Q : En conclusion, l’Amérique latine vit un processus quasi-généralisé de consolidation démocratique avec une prédominance progressiste. Quel est aujourd’hui le rapport entre le vécu du Nicaragua et cette conjoncture régionale ?
WGV : Du XVIIIe au XXe siècle, l’Europe a accouché des changements qui se propagent aujourd’hui dans une grande partie de la planète. Le XXIe siècle est celui de l’Amérique latine. L’Europe ne vieillit pas seulement au niveau de sa population, mais dans le domaine des idées. Elle connaît une crise des paradigmes et des valeurs. Par contre, l’Amérique latine vit une vague de révolutions nationalistes et progressistes qui rompent les moules de l’orthodoxie marxiste ou des révisionnismes sociaux-démocrates. La majorité des pays latino-américains ont commencé à s’engager sur des chemins différents avec une même proposition : en finir avec la pauvreté, impulser le développement et l’équité sociale. Les sandinistes intègrent ce courant de Notre Amérique. Or, en Europe et aux Etats-Unis, le pouvoir fait exactement le contraire. Il cherche à sauver le capitalisme en produisant davantage de pauvres, en approfondissant les différences sociales, en réduisant les tâches de l’Etat et en privilégiant la mafia financière qui dirige ces sociétés. Nous avons pris des chemins antagoniques et seule l’histoire pourra remettre chacun à sa place.
Sergio Ferrari
Traduction Hans-Peter Renk, collaboration journal suisse Le Courrier, et de E‑CHANGER, ONG de cooperation solidaire présent et active au Nicaragua
Source en espagnol : http://www.rlp.com.ni/noticias/general/109118/la-mayoria-de-la-gente-vive-mucho-mejor-hoy-que-cinco-anos-atras
Les derniers sondages pré-électoraux Près de 3 millions de Nicaraguayen-ne‑s se rendront, le dimanche 6 novembre, dans les 12.960 bureaux de vote répartis dans tout le pays.

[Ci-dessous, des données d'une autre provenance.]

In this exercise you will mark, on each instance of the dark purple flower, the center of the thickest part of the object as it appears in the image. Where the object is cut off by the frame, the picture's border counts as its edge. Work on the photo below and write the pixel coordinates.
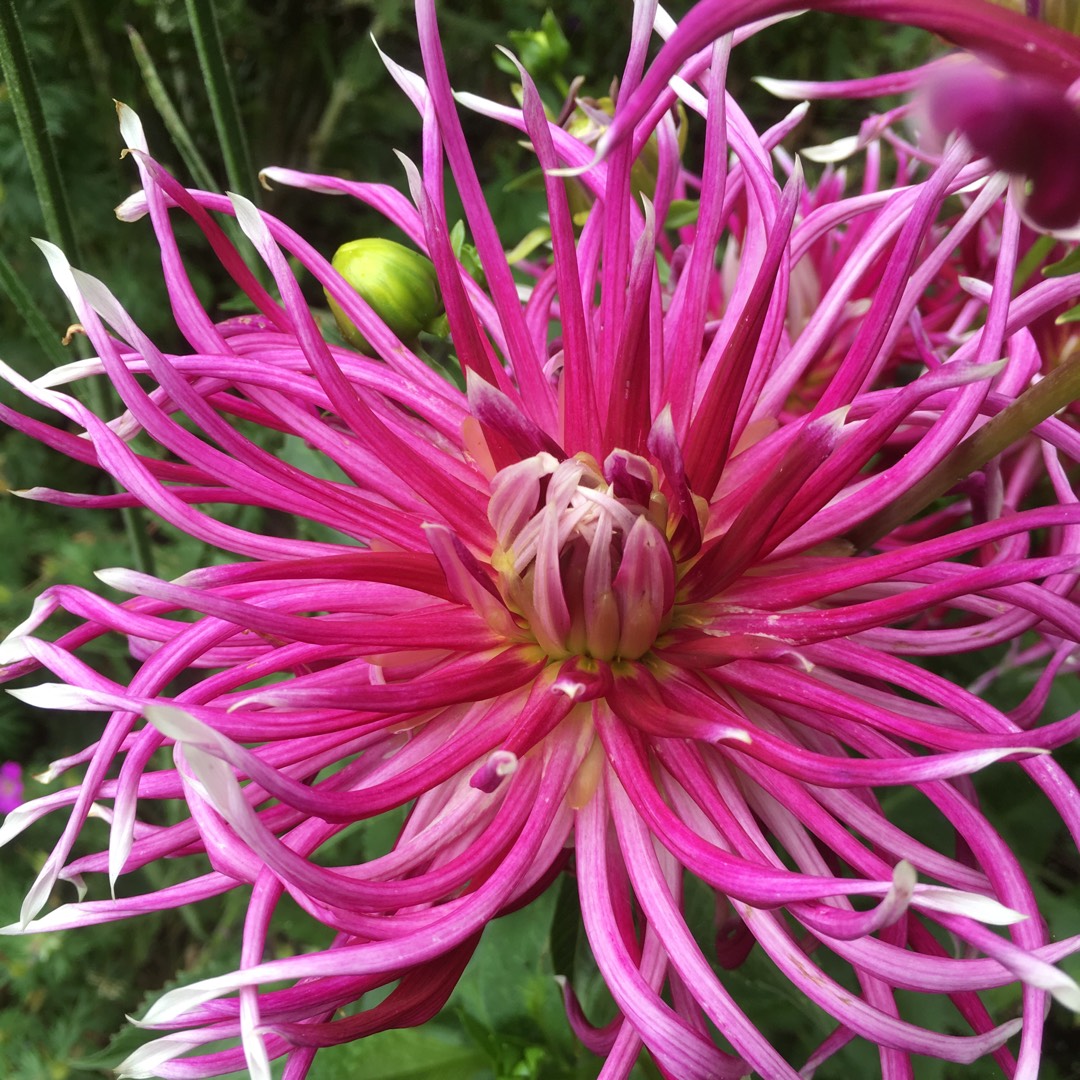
(1027, 126)
(597, 612)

Cinq forces politiques se disputent la présidence et la vice-présidence de la République pour les cinq prochaines années, ainsi que les 90 député-e‑s de l’Assemblée nationale (pouvoir législatif) et les 20 représentant-e‑s du Nicaragua au Parlement centraméricain (PARLACEN).
Selon une étude publiée à mi-octobre par l’institut de sondage « Siglo Nuevo », l’alliance « Unida Nicaragua triunfa », dont le Front sandiniste de libération nationale (FSLN) représente la colonne vertébrale, remporterait le scrutin par un score écrasant de plus de 58 % des suffrages.
À la seconde place, avec environ 16 % des suffrages, viendrait l’ Unidad Nicaragüense por la Esperanza (UNE) construit sur la base du Parti libéral indépendant, dont le leader est Fabio Gadea Mantilla, homme politique de droite et propriétaire de radio. Son partenaire à la vice-présidence est le dissident sandiniste Edmundo Jarquín, l’un des dirigeants du Mouvement de rénovation sandiniste (MRS).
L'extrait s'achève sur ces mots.